By THLaird Colyne Stwart, July AS 50 (2015)
I must now praise a man of worth
Quite tall of form with argent hair
Well known for love of drink and mirth
An archer with a herald’s flare
Who well can fire bow in clout
And once stood as a bear-lord stout.
With fingers nimble on the bow
And keen mind bent on ancient lore
Face bordered by white hair like snow
Eyes purpled by the hint of war
The bee-loved man stands proper, proud,
Is brought before a Royal crowd
And all achievements he has earned
Are loud proclaimed for all to hear
As from him heralds all have learned
And archers could cock bow to ear
For of his time he freely gives
And through him Ealdormere bright lives
Glad from his arms he gives his strength
His mettle shown with all he does
For service he will go to length
And ever this is how it was
This man of worth, this man so true,
Who shows great merit through and through.

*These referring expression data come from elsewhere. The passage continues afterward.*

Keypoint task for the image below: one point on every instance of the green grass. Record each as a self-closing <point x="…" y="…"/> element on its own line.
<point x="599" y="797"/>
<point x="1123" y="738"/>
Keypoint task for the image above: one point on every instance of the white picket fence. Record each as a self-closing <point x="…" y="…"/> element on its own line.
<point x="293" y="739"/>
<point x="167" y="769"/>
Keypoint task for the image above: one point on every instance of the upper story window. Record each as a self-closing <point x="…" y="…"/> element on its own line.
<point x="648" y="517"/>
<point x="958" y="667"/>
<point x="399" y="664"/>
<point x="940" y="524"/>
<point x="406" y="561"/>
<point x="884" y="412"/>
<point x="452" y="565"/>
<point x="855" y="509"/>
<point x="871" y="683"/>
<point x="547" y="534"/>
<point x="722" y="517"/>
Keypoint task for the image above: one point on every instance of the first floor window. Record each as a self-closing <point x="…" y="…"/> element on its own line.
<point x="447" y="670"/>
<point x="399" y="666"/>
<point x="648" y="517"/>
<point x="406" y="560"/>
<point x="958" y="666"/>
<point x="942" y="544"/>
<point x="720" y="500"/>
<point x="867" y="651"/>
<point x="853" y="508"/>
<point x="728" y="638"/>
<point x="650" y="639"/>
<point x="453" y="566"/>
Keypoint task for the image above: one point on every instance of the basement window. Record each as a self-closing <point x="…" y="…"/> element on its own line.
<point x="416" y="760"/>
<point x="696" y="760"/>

And so the Royals name him Peer,
A Pelican of Ealdormere.
A blason written as a grand chant. A blason was a 16th century French ordered poem of praise, or blame, usually directed towards a woman which praised her physical features using metaphors. I decided to write a blazon as it takes its name from the heraldic term “blazon” which forms the root of the word “emblazon” which means to celebrate or adorn (with heraldic markings). This seemed appropriate given Percival’s love of heraldry. I also tried to use a few heraldic terms sprinkled throughout the verse.

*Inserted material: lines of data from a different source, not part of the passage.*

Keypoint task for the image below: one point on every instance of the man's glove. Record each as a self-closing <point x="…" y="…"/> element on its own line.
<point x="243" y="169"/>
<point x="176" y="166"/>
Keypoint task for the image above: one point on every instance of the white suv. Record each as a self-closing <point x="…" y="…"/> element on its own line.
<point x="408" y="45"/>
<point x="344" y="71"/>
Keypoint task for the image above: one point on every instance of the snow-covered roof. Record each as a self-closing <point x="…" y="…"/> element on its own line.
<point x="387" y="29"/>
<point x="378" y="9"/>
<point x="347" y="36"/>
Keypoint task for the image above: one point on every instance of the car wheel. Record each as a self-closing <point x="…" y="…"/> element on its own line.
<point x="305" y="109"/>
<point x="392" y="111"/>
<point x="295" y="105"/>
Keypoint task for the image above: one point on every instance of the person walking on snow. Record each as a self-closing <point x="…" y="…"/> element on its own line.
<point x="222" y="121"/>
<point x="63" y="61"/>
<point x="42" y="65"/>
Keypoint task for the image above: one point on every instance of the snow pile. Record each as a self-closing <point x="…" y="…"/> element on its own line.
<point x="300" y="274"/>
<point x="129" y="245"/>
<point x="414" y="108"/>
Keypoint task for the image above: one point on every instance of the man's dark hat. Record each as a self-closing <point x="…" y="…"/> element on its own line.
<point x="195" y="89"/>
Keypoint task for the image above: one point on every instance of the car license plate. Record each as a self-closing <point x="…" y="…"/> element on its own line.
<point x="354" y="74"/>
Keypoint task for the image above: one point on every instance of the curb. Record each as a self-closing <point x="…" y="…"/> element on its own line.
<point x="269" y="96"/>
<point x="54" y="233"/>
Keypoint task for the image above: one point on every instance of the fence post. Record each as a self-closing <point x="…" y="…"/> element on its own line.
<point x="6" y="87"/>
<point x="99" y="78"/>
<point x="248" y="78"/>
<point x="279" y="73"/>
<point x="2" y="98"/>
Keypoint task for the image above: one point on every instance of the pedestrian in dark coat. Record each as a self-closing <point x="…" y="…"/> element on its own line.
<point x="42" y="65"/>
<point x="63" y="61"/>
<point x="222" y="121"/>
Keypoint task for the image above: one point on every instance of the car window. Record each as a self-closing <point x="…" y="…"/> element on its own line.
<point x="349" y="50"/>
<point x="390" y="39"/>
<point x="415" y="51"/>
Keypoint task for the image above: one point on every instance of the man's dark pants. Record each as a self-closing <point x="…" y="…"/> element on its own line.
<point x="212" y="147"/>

The gran(d) chan(t), also known as the courtois, was an Old French genre of lyric poetry devised by the trouvères in the 12th to 13th centuries. It was adapted from the Occitan canso of the troubadours. Like the canso it explored courtly love, but it could also be used to expound on many other topics or themes.

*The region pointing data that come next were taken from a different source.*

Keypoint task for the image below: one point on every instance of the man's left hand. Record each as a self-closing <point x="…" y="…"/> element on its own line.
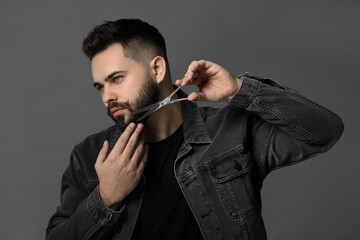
<point x="215" y="83"/>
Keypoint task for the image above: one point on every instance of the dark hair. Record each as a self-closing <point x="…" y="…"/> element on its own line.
<point x="137" y="38"/>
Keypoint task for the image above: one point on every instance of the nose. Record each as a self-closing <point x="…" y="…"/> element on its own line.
<point x="109" y="95"/>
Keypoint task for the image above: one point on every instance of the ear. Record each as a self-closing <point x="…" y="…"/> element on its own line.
<point x="158" y="68"/>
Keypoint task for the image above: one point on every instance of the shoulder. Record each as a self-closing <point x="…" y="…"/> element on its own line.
<point x="209" y="113"/>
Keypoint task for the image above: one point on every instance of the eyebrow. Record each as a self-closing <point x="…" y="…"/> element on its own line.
<point x="111" y="75"/>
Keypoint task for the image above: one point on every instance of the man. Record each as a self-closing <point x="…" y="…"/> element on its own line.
<point x="185" y="172"/>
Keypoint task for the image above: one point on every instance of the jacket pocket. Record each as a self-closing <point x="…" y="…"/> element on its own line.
<point x="230" y="174"/>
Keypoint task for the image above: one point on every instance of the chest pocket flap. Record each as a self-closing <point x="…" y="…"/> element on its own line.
<point x="231" y="164"/>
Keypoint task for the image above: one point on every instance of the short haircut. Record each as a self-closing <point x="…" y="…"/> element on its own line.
<point x="139" y="39"/>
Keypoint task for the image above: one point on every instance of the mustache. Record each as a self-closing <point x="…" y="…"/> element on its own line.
<point x="113" y="104"/>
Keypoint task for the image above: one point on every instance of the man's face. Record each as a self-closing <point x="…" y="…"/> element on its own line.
<point x="125" y="85"/>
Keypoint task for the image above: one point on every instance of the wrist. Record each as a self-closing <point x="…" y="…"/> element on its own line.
<point x="108" y="202"/>
<point x="238" y="82"/>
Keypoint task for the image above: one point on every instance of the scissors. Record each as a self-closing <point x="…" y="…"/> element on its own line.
<point x="146" y="111"/>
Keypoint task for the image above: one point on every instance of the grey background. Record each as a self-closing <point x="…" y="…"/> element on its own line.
<point x="48" y="103"/>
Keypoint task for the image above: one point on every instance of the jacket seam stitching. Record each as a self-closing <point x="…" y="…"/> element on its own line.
<point x="301" y="131"/>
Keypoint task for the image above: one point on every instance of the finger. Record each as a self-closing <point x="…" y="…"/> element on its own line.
<point x="197" y="96"/>
<point x="124" y="139"/>
<point x="102" y="154"/>
<point x="143" y="159"/>
<point x="133" y="141"/>
<point x="194" y="70"/>
<point x="138" y="150"/>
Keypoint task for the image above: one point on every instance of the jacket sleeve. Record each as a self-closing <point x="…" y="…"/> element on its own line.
<point x="81" y="214"/>
<point x="284" y="126"/>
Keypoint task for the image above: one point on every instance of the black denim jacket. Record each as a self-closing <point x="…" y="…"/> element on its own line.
<point x="220" y="167"/>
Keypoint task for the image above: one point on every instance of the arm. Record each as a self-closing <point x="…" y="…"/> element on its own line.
<point x="81" y="214"/>
<point x="93" y="215"/>
<point x="285" y="127"/>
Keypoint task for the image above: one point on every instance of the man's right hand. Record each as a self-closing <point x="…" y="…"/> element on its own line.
<point x="121" y="171"/>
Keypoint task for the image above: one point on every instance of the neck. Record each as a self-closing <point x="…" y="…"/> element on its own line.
<point x="164" y="122"/>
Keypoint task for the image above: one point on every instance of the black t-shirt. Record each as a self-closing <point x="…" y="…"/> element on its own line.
<point x="164" y="213"/>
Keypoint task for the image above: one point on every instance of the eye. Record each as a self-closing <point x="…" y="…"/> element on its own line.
<point x="100" y="88"/>
<point x="117" y="78"/>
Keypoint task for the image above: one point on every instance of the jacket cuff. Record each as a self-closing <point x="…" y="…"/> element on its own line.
<point x="247" y="91"/>
<point x="99" y="211"/>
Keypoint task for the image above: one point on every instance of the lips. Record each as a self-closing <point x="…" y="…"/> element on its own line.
<point x="116" y="111"/>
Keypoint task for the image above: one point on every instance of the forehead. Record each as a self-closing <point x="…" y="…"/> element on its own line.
<point x="110" y="60"/>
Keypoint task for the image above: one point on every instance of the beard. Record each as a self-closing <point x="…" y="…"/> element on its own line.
<point x="148" y="95"/>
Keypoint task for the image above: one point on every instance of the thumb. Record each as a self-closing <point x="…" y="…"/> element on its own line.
<point x="102" y="154"/>
<point x="197" y="96"/>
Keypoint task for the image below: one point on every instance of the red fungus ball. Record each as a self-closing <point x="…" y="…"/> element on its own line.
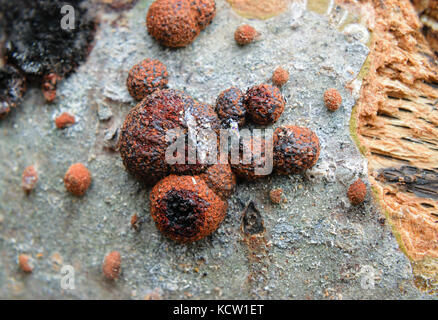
<point x="49" y="85"/>
<point x="77" y="179"/>
<point x="176" y="23"/>
<point x="185" y="209"/>
<point x="245" y="34"/>
<point x="296" y="149"/>
<point x="276" y="195"/>
<point x="280" y="77"/>
<point x="24" y="262"/>
<point x="332" y="99"/>
<point x="230" y="106"/>
<point x="252" y="154"/>
<point x="64" y="120"/>
<point x="264" y="104"/>
<point x="146" y="77"/>
<point x="29" y="179"/>
<point x="145" y="134"/>
<point x="111" y="266"/>
<point x="357" y="192"/>
<point x="221" y="179"/>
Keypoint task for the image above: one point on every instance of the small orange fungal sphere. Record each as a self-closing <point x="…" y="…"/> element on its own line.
<point x="245" y="34"/>
<point x="357" y="192"/>
<point x="77" y="179"/>
<point x="280" y="77"/>
<point x="332" y="99"/>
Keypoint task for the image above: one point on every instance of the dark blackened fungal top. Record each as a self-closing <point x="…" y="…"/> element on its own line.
<point x="230" y="106"/>
<point x="37" y="44"/>
<point x="296" y="149"/>
<point x="185" y="209"/>
<point x="12" y="88"/>
<point x="264" y="103"/>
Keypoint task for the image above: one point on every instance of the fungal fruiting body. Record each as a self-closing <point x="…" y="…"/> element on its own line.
<point x="332" y="99"/>
<point x="357" y="192"/>
<point x="176" y="23"/>
<point x="37" y="44"/>
<point x="147" y="133"/>
<point x="111" y="266"/>
<point x="296" y="149"/>
<point x="77" y="179"/>
<point x="256" y="150"/>
<point x="276" y="195"/>
<point x="264" y="103"/>
<point x="185" y="209"/>
<point x="221" y="179"/>
<point x="12" y="89"/>
<point x="245" y="34"/>
<point x="24" y="263"/>
<point x="280" y="77"/>
<point x="64" y="120"/>
<point x="49" y="86"/>
<point x="29" y="179"/>
<point x="230" y="106"/>
<point x="146" y="77"/>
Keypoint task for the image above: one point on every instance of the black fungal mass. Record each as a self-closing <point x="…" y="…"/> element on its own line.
<point x="12" y="88"/>
<point x="35" y="41"/>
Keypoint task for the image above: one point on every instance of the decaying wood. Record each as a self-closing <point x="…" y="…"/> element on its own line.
<point x="398" y="124"/>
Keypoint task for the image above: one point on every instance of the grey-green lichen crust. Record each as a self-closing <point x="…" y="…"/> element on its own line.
<point x="316" y="245"/>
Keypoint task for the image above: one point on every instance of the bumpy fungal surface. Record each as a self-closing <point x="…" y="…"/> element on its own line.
<point x="276" y="195"/>
<point x="29" y="179"/>
<point x="185" y="209"/>
<point x="111" y="266"/>
<point x="245" y="34"/>
<point x="146" y="77"/>
<point x="64" y="120"/>
<point x="332" y="99"/>
<point x="77" y="179"/>
<point x="38" y="45"/>
<point x="257" y="154"/>
<point x="143" y="141"/>
<point x="12" y="88"/>
<point x="24" y="263"/>
<point x="357" y="192"/>
<point x="264" y="103"/>
<point x="296" y="149"/>
<point x="280" y="77"/>
<point x="49" y="86"/>
<point x="230" y="106"/>
<point x="221" y="179"/>
<point x="176" y="23"/>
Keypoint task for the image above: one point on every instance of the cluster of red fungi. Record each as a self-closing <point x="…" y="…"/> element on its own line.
<point x="189" y="201"/>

Typically, a canso had three parts: the exordium (the first stanza where the composer explained his purpose), the main body of the text and then one to three envois (which were not always present). Except for the envois, the stanzas all had the same sequence of verses (each verse had the same number of metrical syllables). The envois took the form of a shortened stanza, containing only a last part of the standard stanza used up to that point.
Each stanza had the same internal rhyme scheme (so if the first line rhymed with the third line in the first stanza, it will do so in each successive one).